In Figure 1 is an illustrative example of a machining process the welding of two sheets 14 and 16 with the help of an electron beam is shown, which is supplied by a beam generating system or a beam cannon 30. The position of the jet gun is adjusted so that the jet 10 covers the weld joint 12 hits between the sheets 14 and 16 and generates such a high energy density there, that a focal point 18 is created in which the material melts. To fill in the joint 12, additional material, e.g. in the form of a wire 20, is fed out of a nozzle 21 behind the focal point 18 to. The focal point forms the processing point and moves in the feed direction x along the joint 12. The finished weld seam is denoted by 24.

Since the joint 12 between the two sheets is not always exactly straight runs, one must ensure that the focal point 18 follows the course of the joint will. For this purpose, the beam 10 - conveniently with the help of suitable Deflect magnetic fields.

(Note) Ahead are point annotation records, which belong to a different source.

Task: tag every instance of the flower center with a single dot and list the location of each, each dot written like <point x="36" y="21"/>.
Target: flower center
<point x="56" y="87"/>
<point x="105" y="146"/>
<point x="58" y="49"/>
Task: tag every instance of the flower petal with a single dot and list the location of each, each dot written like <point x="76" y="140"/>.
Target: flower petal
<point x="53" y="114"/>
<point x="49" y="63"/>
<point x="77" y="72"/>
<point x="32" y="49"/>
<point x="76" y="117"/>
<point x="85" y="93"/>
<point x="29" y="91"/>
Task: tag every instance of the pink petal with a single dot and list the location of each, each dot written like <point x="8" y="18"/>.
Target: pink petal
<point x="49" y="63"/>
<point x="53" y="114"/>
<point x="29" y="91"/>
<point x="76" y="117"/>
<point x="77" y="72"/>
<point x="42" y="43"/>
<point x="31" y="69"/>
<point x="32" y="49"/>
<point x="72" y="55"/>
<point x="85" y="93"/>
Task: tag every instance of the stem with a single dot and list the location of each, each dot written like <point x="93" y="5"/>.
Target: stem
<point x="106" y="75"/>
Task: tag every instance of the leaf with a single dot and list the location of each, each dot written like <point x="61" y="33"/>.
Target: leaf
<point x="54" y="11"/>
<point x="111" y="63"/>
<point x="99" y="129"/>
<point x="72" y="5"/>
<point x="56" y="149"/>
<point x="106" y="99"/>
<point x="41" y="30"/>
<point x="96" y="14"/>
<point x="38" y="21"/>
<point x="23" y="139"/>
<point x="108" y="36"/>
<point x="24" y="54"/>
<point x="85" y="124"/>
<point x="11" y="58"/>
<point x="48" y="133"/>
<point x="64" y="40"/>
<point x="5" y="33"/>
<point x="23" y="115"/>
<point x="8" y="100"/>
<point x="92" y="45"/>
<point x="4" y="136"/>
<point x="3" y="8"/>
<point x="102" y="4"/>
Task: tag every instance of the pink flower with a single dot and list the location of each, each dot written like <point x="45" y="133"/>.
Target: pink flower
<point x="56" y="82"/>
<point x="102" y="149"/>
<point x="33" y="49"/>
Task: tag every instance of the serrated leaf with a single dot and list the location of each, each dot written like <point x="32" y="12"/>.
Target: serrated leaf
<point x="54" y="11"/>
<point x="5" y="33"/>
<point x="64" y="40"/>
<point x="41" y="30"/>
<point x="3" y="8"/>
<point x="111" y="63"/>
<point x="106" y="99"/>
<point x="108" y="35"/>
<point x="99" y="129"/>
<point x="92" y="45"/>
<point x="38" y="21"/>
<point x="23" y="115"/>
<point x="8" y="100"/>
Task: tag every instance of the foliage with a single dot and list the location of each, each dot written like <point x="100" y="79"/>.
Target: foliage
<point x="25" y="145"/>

Such a case is shown in dash-dotted lines in the drawing. Without deflection, the beam 10 'would strike the sheet metal surface next to the joint 12. With the help of two magnets 26 and 28, magnetic fields of such strength are generated that the beam hits exactly in the joint 12 and produces the focal point 18 '. Even If the joint 12 runs in a straight line, such a focal point correction may be necessary when the beam is deflected from its normal course by interference fields or the jet cannon 30 is not positioned exactly.

In addition to the precise alignment of the beam on the joint 12, it is for one Perfect welding of the two sheets required that an optimal distance in the x-direction between the beam impact spot and the feed point of the additional wire 20 is observed and the wire feed speed continues is adapted to the need for additional material. The control signals required for this are formed on the basis of measurements of the deviations from the desired target states.

Figure 2 now shows schematically an arrangement which such Mcssungen permitted. The beam 10, which in this illustration coincides with the central axis 31 of the beam gun 30 coincides and runs in the z-direction, lands in the focal spot 18, which is shown here in the sheet metal surface 34 is drawn. For the measuring process, which is the actual If the welding process is briefly interrupted periodically, the beam 10 is removed from the focal point 18 deflected away along a Meßweyes, the course of which will be explained in detail and then returns to the focal point 18 for further processing. With with the aid of a radiation probe 27, which uses suitable collimators to create a field of view 25 has, on the surface 34 a front of the processing point (focal point 18) Horizontal measuring range with parallel boundary lines or range limits in pairs set, of which the two transversely to the joint 12 area boundaries 34a and 34b are shown in FIG. 2, while the other two range limits are in front and run behind the plane of the paper. On the measuring path it exceeds in the x-direction deflected beam 10 now, when entering the Me2 area, the boundary 34a, whereupon the sensor 27 is a result of the impingement of the beam 10 on the material surface 34 established X-ray radiation and accordingly more impulses per Time unit delivers, i.e. the pulse rate from the rest value to a radiation detection value changes. If the beam 10 leaves the measuring range again via the limit 34b, then it increases the sensor 27 no longer perceives radiation, and the pulse rate falls to the resting value return. These proportions will be explained in detail with reference to FIGS will. To form a right-angled measuring range, as shown in the figures 3 and 6, a single sensor 27 is sufficient.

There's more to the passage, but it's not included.